Het werd een authentieke, traditionele ceremonie. De grootmoeder van tuinman Ketut was de vrouw die namens de heilige man veel ceremoniële taken verrichtte. Ze is een jaar of 70, met een getaand gezicht en één tand in haar mond. Zij was de gehele dag kwiek in de weer. Ik had met haar te doen als ze weer eens opkrabbelde van het lange gehurkt zitten en gebukt staan. Bovendien voelde ik letterlijk met haar mee: het was vooral aan mij om ons Westerse familietje te vertegenwoordigen tijdens deze Balinese ceremonie. Mijn liefje is dan weliswaar behoorlijk fit maar langdurig hurken, offerandes op het hoofd dragen, in de volle zon meebidden, drie keer hameren op de 23 pilaren op het terrein (met de hamer uit mijn vaders oude gereedschapskist!), knabbelen aan het krokante korstje van het varken, liet zij -terecht- aan de jongste van de familie over.

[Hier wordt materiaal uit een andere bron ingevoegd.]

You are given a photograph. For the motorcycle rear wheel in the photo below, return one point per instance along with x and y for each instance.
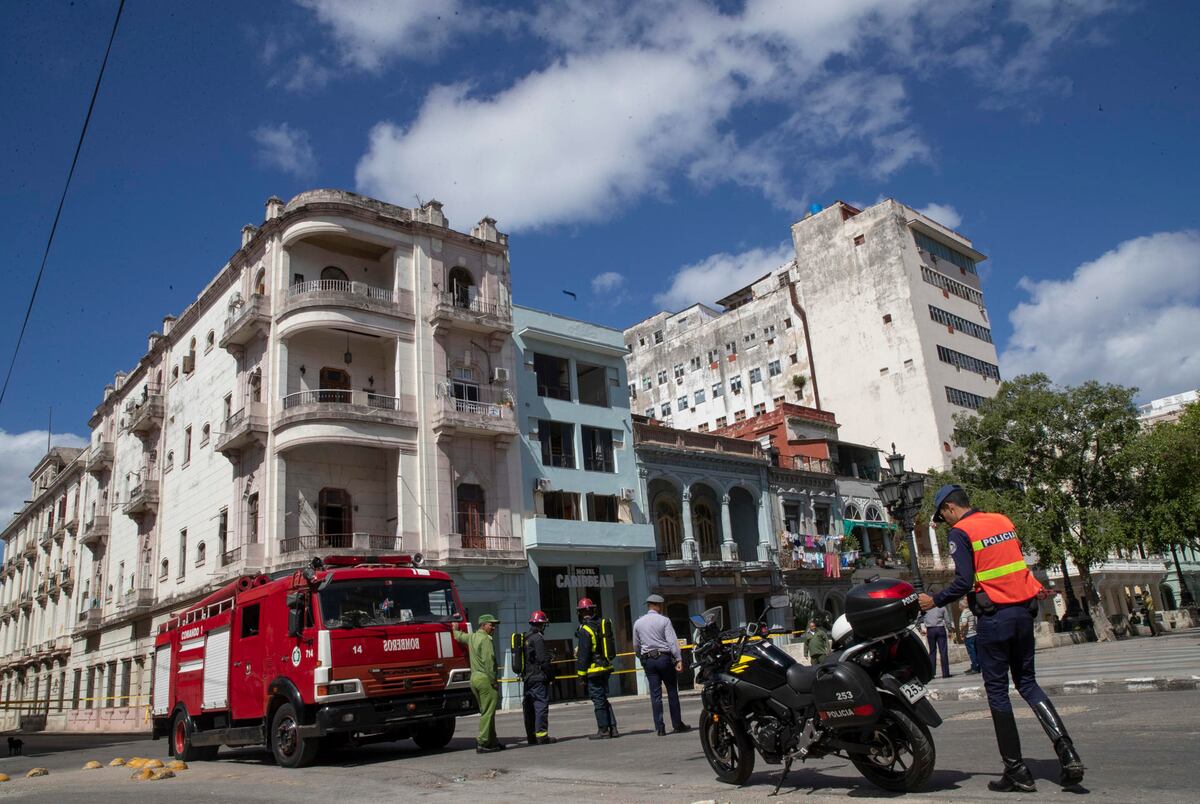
(901, 756)
(727, 748)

Sommige onderdelen waren niet eenvoudig maar ik werd vaak geholpen door Ketut, de schat van een echtgenoot van Elsa. Mijn oksels klotsten en mijn kebaja werd drijfnat.

Zo werd het half drie. Ons huis, de tuin en de omliggende gebouwen zijn nu ritueel gereinigd en gezegend. Morgen breken hier nieuwe tijden aan. We weten inmiddels ook welke god hier huist al kan ik de Balinese naam niet reproduceren. Ik weet wel dat 'hij' iets te maken heeft met vers vruchtensap, juwelen en vuur. Voortaan zullen wij eenmaal per jaar als bewoners en personeel een eend moeten offeren... (Het was sowieso goed dat er vandaag niemand van de Partij voor de Dieren aanwezig was.)
De organisatoren van de dag en onze personeelsleden gingen met zakken vol offerandes huiswaarts. Het zij ze van harte gegund. Wij zijn heel tevreden met de ervaring als aandenken. Voorlopig heb ik een lopende diashow van onze Melaspasin op mijn blog staan. Nu eerst lekker slapen en morgen fris weer op.